Link Prediction: Guessing the Missing Facts

A Knowledge Graph is always incomplete. A person might omit a relationship in their bio. A document might mention a project but forget to mention the department. If your graph only contains Explicit Facts, your AI agent is limited by the "Silence" of your data. Link Prediction changes this. It allows the graph engine to say: "There is an 85% probability that Sudeep is related to Project X, even though I haven't seen a single document that says so."

In this lesson, we will explore the science of Relationship Suggestion. We will look at Common Neighbors, Jaccard Similarity, and Preferential Attachment. We will learn how to use these metrics to "Fill the Gaps" in our RAG system and how to present these "Predicted Facts" to the LLM as useful (but unverified) context.

1. What is Link Prediction?

Link Prediction is the task of predicting the likelihood of an edge between two nodes that are currently disconnected.

The Logic:

If Sudeep works with Jane.
If Sudeep works with Bob.
If Jane and Bob both work on Project Titan.
Prediction: It is highly likely that Sudeep is also related to Project Titan.

2. Algorithms of Connection

Common Neighbors

The simplest metric. Counting how many shared friends/connections two nodes have.

If we have 10 mutual friends, we are likely to meet soon.

Jaccard Coefficient

Like Common Neighbors, but normalized by the total number of neighbors.

Prevents "Hub Nodes" (big cities) from being predicted as "related" to everyone just because they are big.

Adamic-Adar

Weights common neighbors by how "Unique" they are.

If we share a weird hobby (e.g., "Underwater Basket Weaving"), that is a stronger signal of connection than sharing a common interest (e.g., "Breathing Air").

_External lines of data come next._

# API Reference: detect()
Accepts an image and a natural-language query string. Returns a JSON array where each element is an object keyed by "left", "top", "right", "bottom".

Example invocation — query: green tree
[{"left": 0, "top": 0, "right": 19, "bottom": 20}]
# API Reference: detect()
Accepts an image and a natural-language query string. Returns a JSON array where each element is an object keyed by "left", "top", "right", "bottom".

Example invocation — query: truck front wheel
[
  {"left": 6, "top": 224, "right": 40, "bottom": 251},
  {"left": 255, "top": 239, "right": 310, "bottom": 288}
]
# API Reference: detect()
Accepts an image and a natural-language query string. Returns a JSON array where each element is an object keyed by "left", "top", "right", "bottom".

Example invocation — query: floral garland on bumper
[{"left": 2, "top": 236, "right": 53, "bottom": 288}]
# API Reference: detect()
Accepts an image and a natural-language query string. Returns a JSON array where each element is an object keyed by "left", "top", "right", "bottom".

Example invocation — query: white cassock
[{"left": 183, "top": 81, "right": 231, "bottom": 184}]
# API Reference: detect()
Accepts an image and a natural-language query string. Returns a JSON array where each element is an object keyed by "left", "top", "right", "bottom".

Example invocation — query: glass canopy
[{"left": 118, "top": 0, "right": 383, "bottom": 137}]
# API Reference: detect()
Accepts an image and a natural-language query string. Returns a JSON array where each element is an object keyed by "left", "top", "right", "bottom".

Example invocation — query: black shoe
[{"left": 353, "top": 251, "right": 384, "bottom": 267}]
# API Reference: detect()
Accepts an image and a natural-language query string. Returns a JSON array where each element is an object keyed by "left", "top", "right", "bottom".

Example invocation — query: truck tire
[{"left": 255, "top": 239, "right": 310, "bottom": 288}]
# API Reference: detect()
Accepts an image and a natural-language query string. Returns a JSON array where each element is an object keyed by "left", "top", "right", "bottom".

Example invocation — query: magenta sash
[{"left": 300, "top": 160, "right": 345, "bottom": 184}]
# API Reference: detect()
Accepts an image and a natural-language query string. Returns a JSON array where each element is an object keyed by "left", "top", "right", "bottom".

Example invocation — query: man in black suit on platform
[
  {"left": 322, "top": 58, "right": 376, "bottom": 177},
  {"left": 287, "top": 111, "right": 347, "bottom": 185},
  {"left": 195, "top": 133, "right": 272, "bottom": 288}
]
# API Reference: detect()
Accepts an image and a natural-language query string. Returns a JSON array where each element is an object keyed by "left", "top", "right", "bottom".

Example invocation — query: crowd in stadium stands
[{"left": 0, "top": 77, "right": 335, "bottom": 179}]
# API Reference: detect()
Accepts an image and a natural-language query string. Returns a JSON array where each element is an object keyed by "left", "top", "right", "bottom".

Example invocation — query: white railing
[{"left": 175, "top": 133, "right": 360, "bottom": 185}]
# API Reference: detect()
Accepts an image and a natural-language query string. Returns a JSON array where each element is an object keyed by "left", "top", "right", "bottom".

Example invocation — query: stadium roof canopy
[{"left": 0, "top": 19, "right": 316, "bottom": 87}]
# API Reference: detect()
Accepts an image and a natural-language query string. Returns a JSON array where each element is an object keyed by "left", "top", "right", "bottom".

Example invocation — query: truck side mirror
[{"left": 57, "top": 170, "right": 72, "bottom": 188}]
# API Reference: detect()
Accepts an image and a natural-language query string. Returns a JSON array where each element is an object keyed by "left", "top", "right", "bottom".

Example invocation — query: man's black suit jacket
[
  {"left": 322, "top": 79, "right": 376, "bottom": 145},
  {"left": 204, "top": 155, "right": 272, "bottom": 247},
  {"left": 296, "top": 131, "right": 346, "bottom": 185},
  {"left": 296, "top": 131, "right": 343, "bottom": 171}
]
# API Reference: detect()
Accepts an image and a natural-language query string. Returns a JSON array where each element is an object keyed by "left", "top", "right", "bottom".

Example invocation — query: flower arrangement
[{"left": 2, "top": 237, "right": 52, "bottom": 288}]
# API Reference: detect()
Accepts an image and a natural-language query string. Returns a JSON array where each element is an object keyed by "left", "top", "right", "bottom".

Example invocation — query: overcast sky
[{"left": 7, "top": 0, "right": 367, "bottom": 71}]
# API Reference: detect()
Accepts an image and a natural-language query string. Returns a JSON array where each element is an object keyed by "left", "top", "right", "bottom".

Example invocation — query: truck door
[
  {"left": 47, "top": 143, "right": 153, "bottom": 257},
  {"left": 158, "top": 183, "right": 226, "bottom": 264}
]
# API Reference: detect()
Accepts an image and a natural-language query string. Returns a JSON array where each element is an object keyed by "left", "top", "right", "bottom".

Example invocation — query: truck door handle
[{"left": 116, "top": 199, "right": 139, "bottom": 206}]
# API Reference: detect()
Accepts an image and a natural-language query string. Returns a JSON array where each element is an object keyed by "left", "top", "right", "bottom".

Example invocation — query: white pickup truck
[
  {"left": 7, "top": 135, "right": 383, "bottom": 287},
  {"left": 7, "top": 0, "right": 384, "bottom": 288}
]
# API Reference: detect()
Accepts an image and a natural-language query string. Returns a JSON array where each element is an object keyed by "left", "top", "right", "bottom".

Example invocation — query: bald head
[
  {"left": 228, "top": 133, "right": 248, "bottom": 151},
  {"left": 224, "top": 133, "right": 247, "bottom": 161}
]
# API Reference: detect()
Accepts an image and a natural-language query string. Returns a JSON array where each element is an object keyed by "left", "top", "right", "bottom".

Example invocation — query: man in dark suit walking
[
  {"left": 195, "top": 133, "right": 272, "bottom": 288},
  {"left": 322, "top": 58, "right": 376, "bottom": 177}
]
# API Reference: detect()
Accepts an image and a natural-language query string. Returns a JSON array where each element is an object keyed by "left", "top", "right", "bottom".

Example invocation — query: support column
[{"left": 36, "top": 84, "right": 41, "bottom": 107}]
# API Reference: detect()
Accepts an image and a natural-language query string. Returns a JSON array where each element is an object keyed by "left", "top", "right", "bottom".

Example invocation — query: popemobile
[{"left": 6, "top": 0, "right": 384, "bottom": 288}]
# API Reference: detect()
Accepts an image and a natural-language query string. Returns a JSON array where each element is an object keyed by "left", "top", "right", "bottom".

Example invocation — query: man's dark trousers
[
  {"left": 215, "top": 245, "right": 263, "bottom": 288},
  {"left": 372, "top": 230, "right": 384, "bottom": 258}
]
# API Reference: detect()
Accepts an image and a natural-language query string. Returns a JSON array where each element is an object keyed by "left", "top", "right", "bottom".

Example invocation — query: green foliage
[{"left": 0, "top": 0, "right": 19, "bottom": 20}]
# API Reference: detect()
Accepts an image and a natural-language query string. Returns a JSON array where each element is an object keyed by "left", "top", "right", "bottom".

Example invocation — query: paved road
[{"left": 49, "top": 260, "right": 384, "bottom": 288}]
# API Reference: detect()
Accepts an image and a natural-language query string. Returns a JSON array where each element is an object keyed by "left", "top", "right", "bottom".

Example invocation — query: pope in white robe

3. Using Predicted Links for RAG

When your agent retrieves context, it can look at these "Hidden Links."

The Result: "I found no direct mention of Sudeep on Project Titan, but 90% of his close collaborators are on that project, suggesting he may be an uncredited contributor."

This is Predictive Reasoning. It allows the agent to provide "Leads" rather than just "Dead Ends."

graph LR
    S[Sudeep] --- C1[Colleague 1]
    S --- C2[Colleague 2]
    
    C1 --- P[Project Titan]
    C2 --- P
    
    S -.->|Predicted Link: 85%| P
    
    style S fill:#4285F4,color:#fff
    style P fill:#34A853,color:#fff
    style C1 fill:#f4b400,color:#fff

4. Implementation: Finding Potential Relationships with Cypher

We can use the gds.similarity.jaccard function to find nodes that "Should" be connected.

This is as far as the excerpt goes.